Jones David T, Singh Tanya, Kosciolek Tomasz, Tetchner Stuart
Bioinformatics Group, Department of Computer Science, University College London, London WC1E 6BT, UK.
Bioinformatics. 2015 Apr 1;31(7):999-1006. doi: 10.1093/bioinformatics/btu791. Epub 2014 Nov 26.
Recent developments of statistical techniques to infer direct evolutionary couplings between residue pairs have rendered covariation-based contact prediction a viable means for accurate 3D modelling of proteins, with no information other than the sequence required. To extend the usefulness of contact prediction, we have designed a new meta-predictor (MetaPSICOV) which combines three distinct approaches for inferring covariation signals from multiple sequence alignments, considers a broad range of other sequence-derived features and, uniquely, a range of metrics which describe both the local and global quality of the input multiple sequence alignment. Finally, we use a two-stage predictor, where the second stage filters the output of the first stage. This two-stage predictor is additionally evaluated on its ability to accurately predict the long range network of hydrogen bonds, including correctly assigning the donor and acceptor residues.
Using the original PSICOV benchmark set of 150 protein families, MetaPSICOV achieves a mean precision of 0.54 for top-L predicted long range contacts-around 60% higher than PSICOV, and around 40% better than CCMpred. In de novo protein structure prediction using FRAGFOLD, MetaPSICOV is able to improve the TM-scores of models by a median of 0.05 compared with PSICOV. Lastly, for predicting long range hydrogen bonding, MetaPSICOV-HB achieves a precision of 0.69 for the top-L/10 hydrogen bonds compared with just 0.26 for the baseline MetaPSICOV.

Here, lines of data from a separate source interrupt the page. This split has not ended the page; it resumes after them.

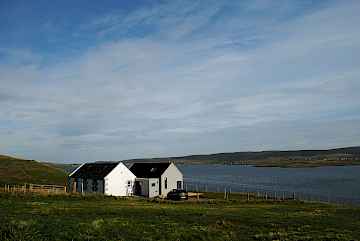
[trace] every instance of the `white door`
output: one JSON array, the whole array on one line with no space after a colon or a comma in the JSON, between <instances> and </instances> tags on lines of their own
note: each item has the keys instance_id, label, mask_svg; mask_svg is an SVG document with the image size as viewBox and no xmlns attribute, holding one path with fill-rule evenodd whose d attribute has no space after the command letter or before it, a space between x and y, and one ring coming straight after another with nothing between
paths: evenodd
<instances>
[{"instance_id":1,"label":"white door","mask_svg":"<svg viewBox=\"0 0 360 241\"><path fill-rule=\"evenodd\" d=\"M127 181L126 183L126 195L127 196L133 195L133 182L131 180Z\"/></svg>"},{"instance_id":2,"label":"white door","mask_svg":"<svg viewBox=\"0 0 360 241\"><path fill-rule=\"evenodd\" d=\"M159 196L159 180L149 180L149 197Z\"/></svg>"}]
</instances>

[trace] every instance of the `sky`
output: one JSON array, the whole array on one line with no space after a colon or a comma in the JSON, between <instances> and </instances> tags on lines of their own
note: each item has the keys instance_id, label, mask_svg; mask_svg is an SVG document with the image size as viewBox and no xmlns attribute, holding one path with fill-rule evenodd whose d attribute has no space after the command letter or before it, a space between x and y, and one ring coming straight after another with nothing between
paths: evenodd
<instances>
[{"instance_id":1,"label":"sky","mask_svg":"<svg viewBox=\"0 0 360 241\"><path fill-rule=\"evenodd\" d=\"M360 145L360 1L0 1L0 153Z\"/></svg>"}]
</instances>

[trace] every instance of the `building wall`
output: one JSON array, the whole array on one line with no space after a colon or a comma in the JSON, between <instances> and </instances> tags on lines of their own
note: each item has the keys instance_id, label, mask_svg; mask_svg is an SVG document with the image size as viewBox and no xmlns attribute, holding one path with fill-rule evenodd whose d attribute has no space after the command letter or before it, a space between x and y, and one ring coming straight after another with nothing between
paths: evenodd
<instances>
[{"instance_id":1,"label":"building wall","mask_svg":"<svg viewBox=\"0 0 360 241\"><path fill-rule=\"evenodd\" d=\"M136 178L135 180L135 195L148 197L149 196L149 179Z\"/></svg>"},{"instance_id":2,"label":"building wall","mask_svg":"<svg viewBox=\"0 0 360 241\"><path fill-rule=\"evenodd\" d=\"M135 178L135 175L120 162L104 179L105 195L133 195Z\"/></svg>"},{"instance_id":3,"label":"building wall","mask_svg":"<svg viewBox=\"0 0 360 241\"><path fill-rule=\"evenodd\" d=\"M104 180L76 178L76 192L104 193Z\"/></svg>"},{"instance_id":4,"label":"building wall","mask_svg":"<svg viewBox=\"0 0 360 241\"><path fill-rule=\"evenodd\" d=\"M68 176L68 190L70 192L78 192L78 185L81 184L81 182L78 182L76 178L72 178L71 175L73 175L77 170L79 170L85 163L78 166L74 171L72 171ZM81 191L81 190L80 190Z\"/></svg>"},{"instance_id":5,"label":"building wall","mask_svg":"<svg viewBox=\"0 0 360 241\"><path fill-rule=\"evenodd\" d=\"M104 193L104 180L84 179L83 190L85 193Z\"/></svg>"},{"instance_id":6,"label":"building wall","mask_svg":"<svg viewBox=\"0 0 360 241\"><path fill-rule=\"evenodd\" d=\"M166 185L167 179L167 185ZM181 181L181 185L183 187L183 174L180 170L175 166L174 163L171 163L169 167L165 170L165 172L161 175L161 196L166 197L168 192L173 189L177 189L177 182Z\"/></svg>"},{"instance_id":7,"label":"building wall","mask_svg":"<svg viewBox=\"0 0 360 241\"><path fill-rule=\"evenodd\" d=\"M137 185L140 185L141 189L141 192L137 192L135 195L144 197L159 196L159 178L136 178L135 182L138 183Z\"/></svg>"},{"instance_id":8,"label":"building wall","mask_svg":"<svg viewBox=\"0 0 360 241\"><path fill-rule=\"evenodd\" d=\"M76 192L82 192L82 179L81 178L76 178L75 182L76 182Z\"/></svg>"}]
</instances>

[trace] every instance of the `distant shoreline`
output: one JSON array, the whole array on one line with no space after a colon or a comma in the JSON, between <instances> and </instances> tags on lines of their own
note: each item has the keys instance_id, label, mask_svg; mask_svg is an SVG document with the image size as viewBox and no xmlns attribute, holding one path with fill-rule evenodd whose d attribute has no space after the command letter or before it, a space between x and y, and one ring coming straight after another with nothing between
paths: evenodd
<instances>
[{"instance_id":1,"label":"distant shoreline","mask_svg":"<svg viewBox=\"0 0 360 241\"><path fill-rule=\"evenodd\" d=\"M256 167L321 167L360 165L360 147L328 150L230 152L180 157L143 158L126 160L132 162L168 162L177 164L223 164L252 165Z\"/></svg>"},{"instance_id":2,"label":"distant shoreline","mask_svg":"<svg viewBox=\"0 0 360 241\"><path fill-rule=\"evenodd\" d=\"M303 164L298 164L298 163L291 163L291 164L282 164L282 163L263 163L263 164L240 164L240 163L197 163L197 162L186 162L186 163L181 163L178 162L177 164L179 165L223 165L223 166L232 166L232 165L236 165L236 166L251 166L251 167L280 167L280 168L317 168L317 167L341 167L341 166L360 166L360 162L359 163L322 163L322 164L317 164L317 163L303 163Z\"/></svg>"}]
</instances>

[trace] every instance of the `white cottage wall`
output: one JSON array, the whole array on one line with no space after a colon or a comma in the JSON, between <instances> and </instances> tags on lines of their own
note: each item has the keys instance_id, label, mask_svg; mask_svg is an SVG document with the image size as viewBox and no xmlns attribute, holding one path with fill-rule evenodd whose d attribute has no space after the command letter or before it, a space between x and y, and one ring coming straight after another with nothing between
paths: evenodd
<instances>
[{"instance_id":1,"label":"white cottage wall","mask_svg":"<svg viewBox=\"0 0 360 241\"><path fill-rule=\"evenodd\" d=\"M119 163L105 178L105 195L131 196L134 190L135 175ZM130 182L130 185L128 183Z\"/></svg>"},{"instance_id":2,"label":"white cottage wall","mask_svg":"<svg viewBox=\"0 0 360 241\"><path fill-rule=\"evenodd\" d=\"M177 189L178 181L181 181L181 185L183 186L183 174L174 163L171 163L161 175L161 196L165 197L168 192Z\"/></svg>"}]
</instances>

MetaPSICOV is available as a freely available web server at http://bioinf.cs.ucl.ac.uk/MetaPSICOV. Raw data (predicted contact lists and 3D models) and source code can be downloaded from http://bioinf.cs.ucl.ac.uk/downloads/MetaPSICOV.
Supplementary data are available at Bioinformatics online.
用于推断残基对之间直接进化耦合的统计技术的最新进展,使得基于共变的接触预测成为蛋白质精确三维建模的一种可行方法,该方法仅需序列信息。为了扩展接触预测的用途,我们设计了一种新的元预测器(MetaPSICOV),它结合了三种从多序列比对中推断共变信号的不同方法,考虑了广泛的其他序列衍生特征,并且独特地考虑了一系列描述输入多序列比对局部和全局质量的指标。最后,我们使用两阶段预测器,其中第二阶段对第一阶段的输出进行过滤。此外,还对该两阶段预测器准确预测氢键长程网络的能力进行了评估,包括正确指定供体和受体残基。
使用150个蛋白质家族的原始PSICOV基准集,MetaPSICOV对于前L个预测的长程接触实现了0.54的平均精度,比PSICOV高约60%,比CCMpred好约40%。在使用FRAGFOLD进行的从头蛋白质结构预测中,与PSICOV相比,MetaPSICOV能够将模型的TM分数中位数提高0.05。最后,对于预测长程氢键,MetaPSICOV-HB对于前L/10个氢键的精度达到0.69,而基线MetaPSICOV仅为0.26。
MetaPSICOV可作为免费的网络服务器在http://bioinf.cs.ucl.ac.uk/MetaPSICOV上获取。原始数据(预测的接触列表和三维模型)以及源代码可从http://bioinf.cs.ucl.ac.uk/downloads/MetaPSICOV下载。
补充数据可在《生物信息学》在线获取。